Bahn + Rad = schnell

In Deutschland endet flexible Mobilität immer noch an der ICE-Tür, obwohl sich ICE und Fahrrad perfekt ergänzen. Das muss nicht so sein. Der Nahverkehr beweist, dass es besser geht.

Foto: Siemens · Montage: Marc VennerDer schnelle ICE und das langsame Rad: Was vielen unvereinbar scheint, ist tatsächlich die optimale Kombination für viele Haus-zu-Haus-Verbindungen.

Ulrich Habbe ist Unternehmensberater. Seine Kunden sind hauptsächlich Behörden und mittelständische Unternehmen in Nordrhein-Westfalen, viele davon im ländlichen Raum. Da Habbe viel Zeit mit An- und Abreise zu Kundenterminen verbringt, nimmt er, wann immer es möglich ist, die Bahn – gerne in Kombination mit dem Fahrrad.

So kann er während der Fahrtzeit Fachzeitschriften lesen, Termine vorbereiten oder Protokolle schreiben. Das Rad ermöglichst es ihm, auch Kunden per Bahn anzusteuern, die nicht direkt an einem Bahnhof oder S-Bahn-Halt situiert sind. „Für Kunden ganz tief im Bergischen Land oder im Westerwald nehme ich auch mal einen Firmenwagen“, sagt der 48-jährige IT-Spezialist. „Aber im Laufe der Jahre hat sich gezeigt: Es gibt ganz wenige Kunden, die ich nicht mit der Kombination Bahn und Rad erreiche.“

Krawattentermin mit Bahn und Rad? Das mag – noch – exotisch klingen. Aber der Generationenwechsel hat bereits begonnen. „Unter den jüngeren Kollegen gibt es einige begeisterte Radfahrer, die ihre Dienstfahrten, wenn die Entfernung stimmt, lieber mit dem Rad als mit dem Firmenwagen machen“, sagt Habbe.
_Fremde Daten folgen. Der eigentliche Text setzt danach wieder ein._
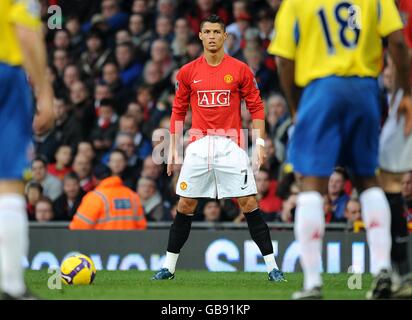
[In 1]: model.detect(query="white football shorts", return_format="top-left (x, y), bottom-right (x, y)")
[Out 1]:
top-left (176, 135), bottom-right (257, 199)
top-left (379, 90), bottom-right (412, 173)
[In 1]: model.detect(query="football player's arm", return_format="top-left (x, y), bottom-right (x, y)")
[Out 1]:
top-left (384, 1), bottom-right (412, 136)
top-left (268, 0), bottom-right (300, 119)
top-left (9, 0), bottom-right (54, 135)
top-left (69, 192), bottom-right (104, 230)
top-left (167, 68), bottom-right (190, 176)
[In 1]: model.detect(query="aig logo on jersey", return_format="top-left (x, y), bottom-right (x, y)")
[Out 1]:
top-left (197, 90), bottom-right (230, 107)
Intermodalität nennt sich das System, das der Unternehmensberater für sich als besonders praktisch und effizient entdeckt hat. Es beschreibt den hindernisfreien Übergang zwischen unterschiedlichen Verkehrsmitteln und gilt als Lösung für viele Verkehrsprobleme der Zukunft. Gerade die jüngere Generation, die nicht mehr so autofixiert ist wie Babyboomer oder Generation Golf, setzt bei der Planung ihrer Mobilität eher auf Effizienz als auf Status und zeigt sich auffallend fahrradaffin.

Bisher endet die viel gepriesene Intermodalität allerdings beim Aussteigen an vielen Bahnhaltepunkten. Leihradsysteme gibt es nur an ganz wenigen Großstadtbahnhöfen. Ein Taxi sucht man im ländlichen Raum vergeblich. Busse fahren außerhalb der Zentren zu selten, um eine reibungslose Mobilitätskette zu garantieren.

Günstiger Lückenschluss

„Wer weniger motorisierten Individualverkehr und mehr umweltschonende Mobilität will, kommt am Fahrrad nicht vorbei“, sagt Heidi Tischmann, Verkehrsreferentin beim VCD in Berlin. „Und das schließt auch die Radmitnahme in der Bahn ein.“

Gerade in dünn besiedelten Regionen, wo die Gemeinden vor den hohen Kosten des öffentlichen Verkehrs kapitulieren, garantiert das Rad einen günstigen Lückenschluss zwischen den wenigen Hauptrouten und den weit verstreut liegenden Wohn- und Arbeitsorten. Fünf bis zehn Kilometer Radius um die Haltestelle an einer Hauptroute bietet ein normales Rad, zehn bis 20 Kilometer Radius ermöglicht ein Rad mit Elektroantrieb.

Auch wenn das Rad kein Ersatz für den Bus ist, kann es ihn zumindest flexibel ergänzen oder Taktlücken verkürzen, wenn der Bus nur selten fährt. Der Vorteil gegenüber Park & Ride-Systemen: Während das Auto am Bus- oder Bahnhalt zurückbleibt, begleitet das Rad seine Nutzerin oder seinen Nutzer weiter durch den Tag – vom Zielbahnhof zur Arbeitsstelle, von dort in die Innenstadt zum Einkauf, zum Sport oder ins Kino.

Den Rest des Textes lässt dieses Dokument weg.